MLS going to 28 or 32 teams may mean NASL loses another franchise or two along the way, but it has so much more to gain by capitalizing on the demand generated by the prospect of MLS expansion along with the impact dwindling odds the USL independents have for moving up, as the game of soccer grows in popularity across the country.

If MLS goes to 32 teams, what could NASL grow into?

In a scenario where MLS stops at 32 teams, NASL could look every bit as major a league in terms of the markets it supports by putting teams in the top 10 MSA/TV markets as well as in top 11-50 markets passed over by MLS.

If you positioned NASL teams with the right investor backing into different sections of the top 10 MSA markets with MLS, you could put teams in Orange County, East LA, Ventura County, the Inland Empire or the San Fernando Valley in Los Angeles; in the city or northern suburbs in Chicago; in Arlington or Fort Worth in the Dallas MSA; in the Sugar Land area of the Houston MSA; in the city or northern suburbs of Philadelphia; in northern Virginia or southern Maryland in the DC area; in the city or northern suburbs of Boston.  This would be in addition to the Atlanta example above, as well as the existing New York Cosmos, Fort Lauderdale Strikers and Miami FC.  Reports have a Peter Wilt-led revival of the Chicago Sting potentially following the city/northern suburb path mentioned above, as well as the Bay Area Professional Soccer group looking to land a team in San Francisco or the eastern Bay Area.  While it might not be necessary to have teams in all of these markets, it would be helpful in getting NASL a good TV contract one day.

Add to those teams in Baltimore, Cleveland, Buffalo, Nashville, Memphis, Las Vegas, Hartford, Milwaukee, Pittsburgh, Austin, Providence, New Orleans, Virginia Beach, and more.  Not only are there enough markets to support an alternate first division of American soccer, but you have enough available markets to support a multi-tier pyramid structure with promotion and relegation, should NASL want to introduce the much in-demand system to differentiate the product it offers in the marketplace from MLS.

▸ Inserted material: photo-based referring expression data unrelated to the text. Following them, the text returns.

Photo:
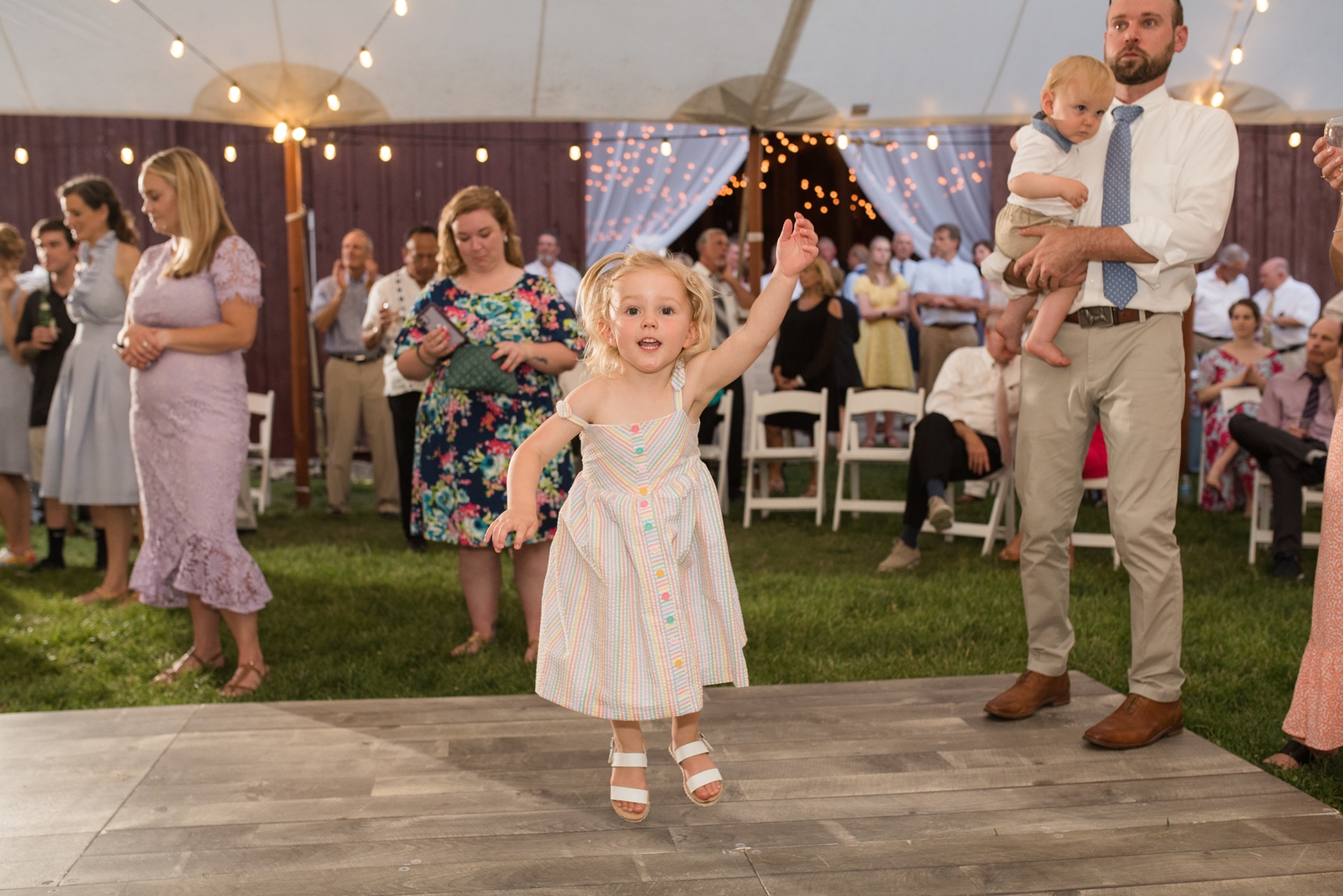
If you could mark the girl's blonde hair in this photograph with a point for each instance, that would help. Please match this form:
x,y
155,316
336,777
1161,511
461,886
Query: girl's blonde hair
x,y
201,209
596,300
473,199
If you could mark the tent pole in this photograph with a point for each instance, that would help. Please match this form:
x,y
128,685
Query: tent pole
x,y
295,215
755,223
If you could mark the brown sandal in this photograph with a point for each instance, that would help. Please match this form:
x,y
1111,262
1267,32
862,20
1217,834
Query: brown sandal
x,y
188,662
236,689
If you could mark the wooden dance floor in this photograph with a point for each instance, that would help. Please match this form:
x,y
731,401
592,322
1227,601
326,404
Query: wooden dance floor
x,y
867,788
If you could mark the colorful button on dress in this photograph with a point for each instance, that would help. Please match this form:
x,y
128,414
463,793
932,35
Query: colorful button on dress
x,y
639,609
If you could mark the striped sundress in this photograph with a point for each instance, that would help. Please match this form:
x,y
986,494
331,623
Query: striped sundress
x,y
639,609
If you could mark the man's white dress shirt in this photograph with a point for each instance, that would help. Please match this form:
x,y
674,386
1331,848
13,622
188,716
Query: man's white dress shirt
x,y
1295,300
399,292
1181,188
1213,300
566,278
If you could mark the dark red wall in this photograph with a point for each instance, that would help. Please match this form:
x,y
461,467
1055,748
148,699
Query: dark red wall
x,y
528,163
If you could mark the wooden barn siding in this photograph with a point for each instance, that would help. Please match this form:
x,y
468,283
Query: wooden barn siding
x,y
528,163
1283,206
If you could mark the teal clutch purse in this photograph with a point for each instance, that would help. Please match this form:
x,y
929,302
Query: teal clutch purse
x,y
470,367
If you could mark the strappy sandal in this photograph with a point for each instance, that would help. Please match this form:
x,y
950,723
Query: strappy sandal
x,y
472,645
236,689
700,780
629,794
188,662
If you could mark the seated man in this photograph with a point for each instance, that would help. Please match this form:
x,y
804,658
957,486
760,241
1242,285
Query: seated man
x,y
959,438
1291,437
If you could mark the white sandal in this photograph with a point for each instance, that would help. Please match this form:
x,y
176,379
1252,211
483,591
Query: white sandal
x,y
629,794
695,782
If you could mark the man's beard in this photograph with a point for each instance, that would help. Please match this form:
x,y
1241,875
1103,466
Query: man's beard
x,y
1147,70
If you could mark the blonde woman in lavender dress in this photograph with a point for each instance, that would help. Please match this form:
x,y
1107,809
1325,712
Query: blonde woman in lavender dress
x,y
192,311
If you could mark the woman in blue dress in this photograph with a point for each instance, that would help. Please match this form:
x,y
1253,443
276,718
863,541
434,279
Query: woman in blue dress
x,y
465,437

Available markets are not the problem, not by a long shot.  Qualified and motivated investors are the scarce resource for NASL right now.  There are sure to be many groups who fail in their bid for a MLS team, whether they are independent USL clubs or investment groups that don’t presently operate a club.  When the MLS musical chairs game is over, NASL will look more appealing to those left standing who don’t want to damn themselves to a minor league existence forever, and who are willing to make an investment in a league that has big time ambitions.  As new investors emerge after MLS is maxed out, their choice will be between NASL and a USL that offers no growth beyond minor league purgatory.

NASL is like any challenger entrant into a business market with an established leader. It needs to find a different angle in the market to be successful and appeal to an audience that is not served by the leader. That niche can be its base of strength and it can grow from there.   Just as Coke and Pepsi co-exist as successful soft drinks while there are plenty of alternative beverages (sports) available to the consumer, so too can MLS, NASL and USL each find their own path to success without requiring the failure of the other.  For MLS, that success is to be the best American style sports league in US soccer.  For USL, that is to be the best minor league supporting MLS.  For NASL, that path is to be the best traditional soccer league in North America.